Brian Flores: ‘If You are Not Motivated To Play, You are In The Unsuitable Enterprise’

There’s always a debate about just how important coaches are, whether in this aspect or another. While it’s important, of course, for players to be instructed in how to do their job and to play within a structure including 10 other players, by and large, they have to supply much of their own material they must use to succeed.

Like a musician in a chamber orchestra without a conductor, it’s up to the individual to intuit their own needs and responsibilities. And particularly when it comes to a competitive setting, that motivation has to be internal, so says senior defensive assistant Brian Flores.

“When you’re playing this game, if you’re not motivated to play, you’re in the wrong business”, he told reporters via the team’s website last week. “I think all guys are motivated to compete and get better and improve. I don’t think it’s tough at all. It’s a competitive game. Guys enjoy playing, enjoy competing. We feel that energy, and in the stadium it’s not hard at all to get motivated”.

Largely, I buy this. At least to a certain extent, there’s a requisite level of intrinsic motivation to perform that a player has to have, that a coach can’t put into him. Coaches can fire up their players, certainly, but it’s hard to imagine excelling in the NFL without having a competitive drive.

It’s something that we hear all the time. Former Steelers quarterback Ben Roethlisberger was infamous for being highly competitive no matter what the task, whether it was on a potential game-winning drive or shooting trash can hoops in the locker room.

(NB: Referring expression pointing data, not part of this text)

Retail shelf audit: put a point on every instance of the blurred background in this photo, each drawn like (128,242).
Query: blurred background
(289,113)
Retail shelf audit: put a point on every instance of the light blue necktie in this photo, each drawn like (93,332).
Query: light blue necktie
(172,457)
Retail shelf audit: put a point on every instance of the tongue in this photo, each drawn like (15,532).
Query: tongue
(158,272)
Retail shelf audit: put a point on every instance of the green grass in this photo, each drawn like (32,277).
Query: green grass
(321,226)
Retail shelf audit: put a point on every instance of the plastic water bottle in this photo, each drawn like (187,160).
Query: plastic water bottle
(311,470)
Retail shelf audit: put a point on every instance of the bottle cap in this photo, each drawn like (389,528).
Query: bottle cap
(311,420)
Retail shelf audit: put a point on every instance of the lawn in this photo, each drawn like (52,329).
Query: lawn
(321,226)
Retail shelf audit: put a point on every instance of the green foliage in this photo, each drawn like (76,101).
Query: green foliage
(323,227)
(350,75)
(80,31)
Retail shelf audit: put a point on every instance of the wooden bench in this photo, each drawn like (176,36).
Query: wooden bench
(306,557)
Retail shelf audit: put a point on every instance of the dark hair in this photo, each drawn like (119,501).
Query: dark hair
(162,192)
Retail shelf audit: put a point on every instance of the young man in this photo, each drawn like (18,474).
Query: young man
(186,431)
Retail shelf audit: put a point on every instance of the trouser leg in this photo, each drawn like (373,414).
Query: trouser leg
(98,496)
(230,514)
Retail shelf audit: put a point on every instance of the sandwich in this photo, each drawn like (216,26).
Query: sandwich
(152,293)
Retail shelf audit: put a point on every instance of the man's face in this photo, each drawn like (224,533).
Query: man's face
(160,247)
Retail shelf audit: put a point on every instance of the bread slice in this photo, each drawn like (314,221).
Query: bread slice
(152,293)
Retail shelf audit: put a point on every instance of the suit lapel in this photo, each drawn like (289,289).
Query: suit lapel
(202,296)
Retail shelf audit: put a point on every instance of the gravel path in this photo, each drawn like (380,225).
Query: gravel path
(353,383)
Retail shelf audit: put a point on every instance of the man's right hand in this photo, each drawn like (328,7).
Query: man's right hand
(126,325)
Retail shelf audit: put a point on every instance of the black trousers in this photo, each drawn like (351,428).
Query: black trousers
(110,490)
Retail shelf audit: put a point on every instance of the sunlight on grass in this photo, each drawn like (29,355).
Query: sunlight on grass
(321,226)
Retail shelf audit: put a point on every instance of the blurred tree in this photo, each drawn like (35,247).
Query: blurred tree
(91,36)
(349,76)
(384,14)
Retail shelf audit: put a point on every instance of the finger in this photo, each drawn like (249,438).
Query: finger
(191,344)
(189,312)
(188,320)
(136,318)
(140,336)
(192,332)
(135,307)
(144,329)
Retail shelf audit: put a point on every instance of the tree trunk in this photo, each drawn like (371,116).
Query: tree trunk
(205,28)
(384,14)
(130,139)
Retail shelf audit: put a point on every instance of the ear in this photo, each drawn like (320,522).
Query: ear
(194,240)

Outside linebacker T.J. Watt is purportedly cut from the same competitive cloth, as is defensive lineman Cameron Heyward, and no doubt countless others.

If you don’t hate to lose, I find it hard to bet on your odds of succeeding in a highly competitive, high-performance environment. It’s what fuels these athletes. Not some pre-game ritual in a huddle or a halftime speech. Those are superficial compared to what you need to bring to the table yourself.

That’s not to diminish the value of a good coach—and it certainly can be debated how many, or whether, the Steelers have. There’s a reason they get paid to do their jobs, but ultimately, the cheerleading aspect of it is a miniscule component.

It’s more about the broadview culture and environment that you establish than it is any kind of pep talk that you might deliver, at the end of the day. And, of course, the actual coaching component, giving players the fundamental and technical tools to make the most of their competitive juices.